Adoro Tik Tok. Curto Instagram, e, óbvio, Facebook é coisa de avó. Google pra tudo. Jornal? Impresso??? N. Esse é o perfil médio dos alunos que chegam ao terceiro período na PUC-Rio para fazer Economia Política das Mídias, disciplina obrigatória para o curso de Jornalismo e eletiva para Estudos de Mídia, curso que engloba as ênfases em Publicidade, Cinema e Tecnologia. Com maioria de alunos de Jornalismo, mas também incluindo os de Publicidade e Cinema, minha turma do semestre passado teve como trabalho final a apresentação de textos jornalísticos sobre as grandes plataformas digitais de comunicação sob um ponto de vista da economia política crítica da comunicação. Um certo choque de cultura para quem, de forma geral, só via as alegrias das redes sociais.
O curso foi um vaivém entre questões mais teóricas, como explicar o que é o capitalismo neoliberal, e questões mais visíveis do dia-a-dia, como olharmos juntos Termos de Uso de redes sociais e dissecar projetos de lei. Embora lidássemos com coisas visíveis, nem sempre a aparência mostrava a essência.
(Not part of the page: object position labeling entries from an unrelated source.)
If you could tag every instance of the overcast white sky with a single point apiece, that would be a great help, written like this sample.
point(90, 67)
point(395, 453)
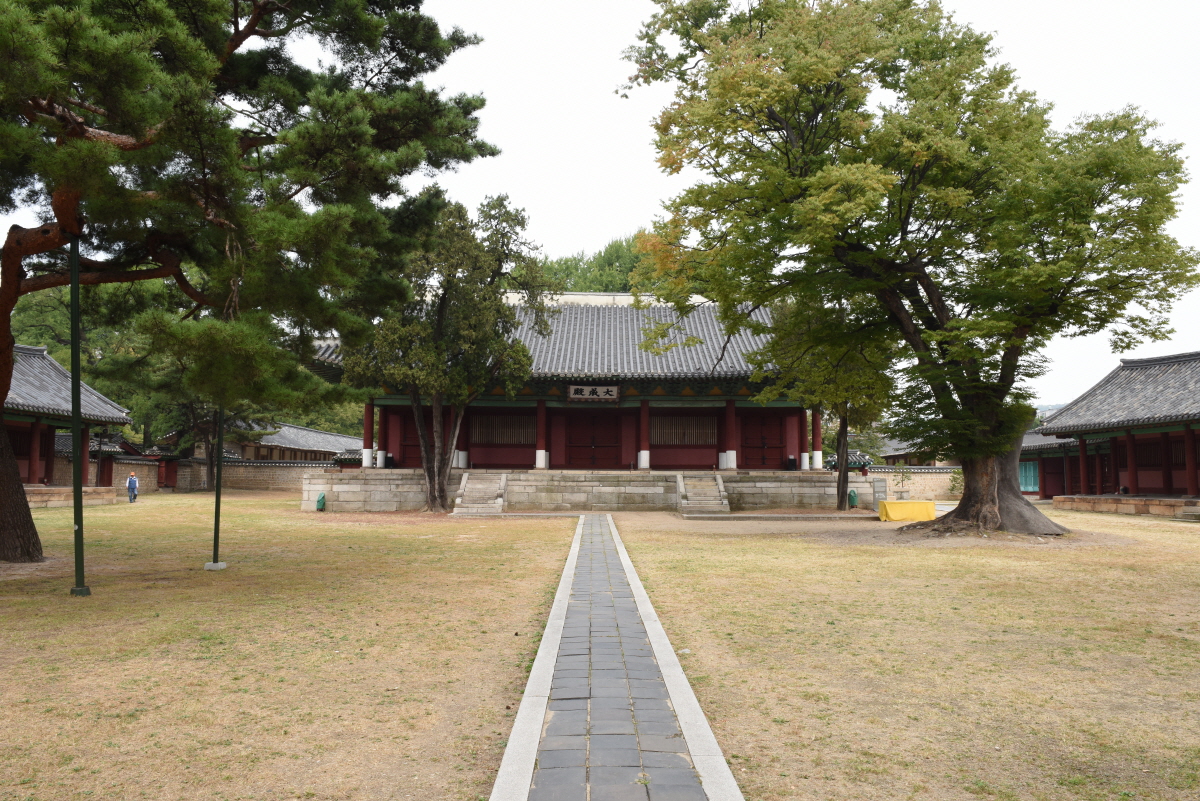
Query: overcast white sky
point(580, 160)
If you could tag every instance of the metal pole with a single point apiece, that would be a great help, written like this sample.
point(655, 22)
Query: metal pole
point(216, 564)
point(78, 449)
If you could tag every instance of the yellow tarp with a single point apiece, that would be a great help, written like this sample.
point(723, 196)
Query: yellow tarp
point(907, 511)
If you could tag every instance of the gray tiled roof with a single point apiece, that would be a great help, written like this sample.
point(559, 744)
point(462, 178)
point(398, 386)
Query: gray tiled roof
point(591, 342)
point(1041, 441)
point(41, 386)
point(603, 341)
point(310, 439)
point(1139, 392)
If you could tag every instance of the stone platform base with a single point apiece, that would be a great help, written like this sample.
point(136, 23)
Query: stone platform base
point(585, 491)
point(53, 497)
point(1126, 504)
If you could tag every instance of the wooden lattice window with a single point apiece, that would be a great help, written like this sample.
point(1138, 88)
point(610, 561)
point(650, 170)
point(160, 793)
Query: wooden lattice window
point(683, 431)
point(503, 429)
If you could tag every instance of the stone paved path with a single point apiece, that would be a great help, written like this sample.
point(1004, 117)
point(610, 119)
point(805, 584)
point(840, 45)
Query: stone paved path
point(610, 732)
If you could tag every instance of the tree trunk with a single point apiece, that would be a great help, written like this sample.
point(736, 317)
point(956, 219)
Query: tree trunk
point(843, 463)
point(993, 500)
point(432, 452)
point(18, 535)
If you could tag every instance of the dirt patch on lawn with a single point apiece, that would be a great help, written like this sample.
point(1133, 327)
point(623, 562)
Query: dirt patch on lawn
point(856, 533)
point(835, 664)
point(352, 660)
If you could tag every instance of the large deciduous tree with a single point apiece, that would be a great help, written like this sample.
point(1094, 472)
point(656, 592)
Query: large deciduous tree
point(187, 140)
point(875, 149)
point(474, 285)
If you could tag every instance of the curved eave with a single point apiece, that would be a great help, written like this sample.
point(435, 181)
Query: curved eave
point(10, 407)
point(1083, 428)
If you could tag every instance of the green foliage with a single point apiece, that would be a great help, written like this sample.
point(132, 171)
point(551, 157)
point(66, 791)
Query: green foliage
point(874, 152)
point(456, 336)
point(605, 271)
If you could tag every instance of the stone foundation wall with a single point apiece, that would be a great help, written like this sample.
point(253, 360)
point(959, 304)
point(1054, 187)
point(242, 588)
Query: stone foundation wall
point(592, 492)
point(553, 491)
point(799, 489)
point(927, 483)
point(1123, 505)
point(58, 497)
point(247, 475)
point(366, 491)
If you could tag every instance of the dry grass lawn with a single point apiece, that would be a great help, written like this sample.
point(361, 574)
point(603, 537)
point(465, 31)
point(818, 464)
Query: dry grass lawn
point(337, 657)
point(844, 661)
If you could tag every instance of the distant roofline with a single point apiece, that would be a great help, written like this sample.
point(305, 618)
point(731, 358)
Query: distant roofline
point(1162, 360)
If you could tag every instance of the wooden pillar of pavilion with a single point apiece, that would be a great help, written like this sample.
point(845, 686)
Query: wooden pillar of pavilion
point(1189, 459)
point(541, 453)
point(804, 439)
point(1168, 463)
point(1132, 464)
point(35, 453)
point(367, 433)
point(1083, 468)
point(817, 458)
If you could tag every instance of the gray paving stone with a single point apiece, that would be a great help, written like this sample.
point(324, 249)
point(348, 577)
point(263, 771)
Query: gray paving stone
point(563, 742)
point(609, 709)
point(655, 759)
point(659, 742)
point(672, 776)
point(675, 793)
point(618, 793)
point(562, 758)
point(615, 758)
point(563, 777)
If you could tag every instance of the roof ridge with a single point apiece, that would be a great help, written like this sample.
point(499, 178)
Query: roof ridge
point(1194, 355)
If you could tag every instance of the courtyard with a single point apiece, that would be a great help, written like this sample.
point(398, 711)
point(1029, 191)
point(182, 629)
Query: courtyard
point(383, 656)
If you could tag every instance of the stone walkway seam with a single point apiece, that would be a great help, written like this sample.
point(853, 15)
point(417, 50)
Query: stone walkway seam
point(515, 775)
point(706, 754)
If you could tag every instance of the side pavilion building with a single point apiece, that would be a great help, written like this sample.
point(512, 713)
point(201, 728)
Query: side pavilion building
point(1133, 433)
point(597, 401)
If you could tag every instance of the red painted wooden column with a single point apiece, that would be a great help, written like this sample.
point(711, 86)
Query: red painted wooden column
point(731, 435)
point(1083, 468)
point(817, 458)
point(87, 452)
point(540, 457)
point(1116, 468)
point(35, 452)
point(367, 433)
point(792, 437)
point(643, 435)
point(804, 439)
point(1189, 459)
point(1168, 463)
point(1132, 464)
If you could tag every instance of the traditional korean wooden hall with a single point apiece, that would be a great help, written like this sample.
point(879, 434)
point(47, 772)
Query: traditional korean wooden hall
point(603, 425)
point(1131, 434)
point(597, 401)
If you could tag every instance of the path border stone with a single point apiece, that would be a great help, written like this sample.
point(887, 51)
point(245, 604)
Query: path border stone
point(515, 775)
point(516, 771)
point(706, 754)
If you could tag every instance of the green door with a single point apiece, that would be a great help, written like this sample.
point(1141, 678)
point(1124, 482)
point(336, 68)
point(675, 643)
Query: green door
point(1029, 476)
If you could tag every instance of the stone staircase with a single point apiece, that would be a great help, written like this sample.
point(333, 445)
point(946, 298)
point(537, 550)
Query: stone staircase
point(702, 494)
point(480, 493)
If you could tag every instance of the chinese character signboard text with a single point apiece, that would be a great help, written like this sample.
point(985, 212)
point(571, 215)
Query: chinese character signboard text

A participação dos alunos às vezes era grande, mas outras vezes o fascínio das redes os levava para dentro dos próprios celulares e para longe da aula, ficando ali de corpo presente e espírito no zap e que tais. Disputar a atenção está cada vez mais difícil nos dias de hoje, e bate uma saudade da época das conversas paralelas em sala, não mediadas por grandes conglomerados estrangeiros em busca do lucro.
Com base em bibliografia, documentos, pesquisa própria na imprensa e entrevistas com especialistas, os grupos entregaram matérias sobre as plataformas que poderiam, a partir de uma seleção, ser publicadas no site da Associação Brasileira de Imprensa (ABI), que generosamente aceitou a parceria. No dia da entrega, foram até a PUC o coordenador da Comissão de Educação da ABI, Vítor Iório, e o conselheiro da entidade João Baptista de Abreu, para ler e comentar as matérias e trocar ideias com os alunos. Um luxo.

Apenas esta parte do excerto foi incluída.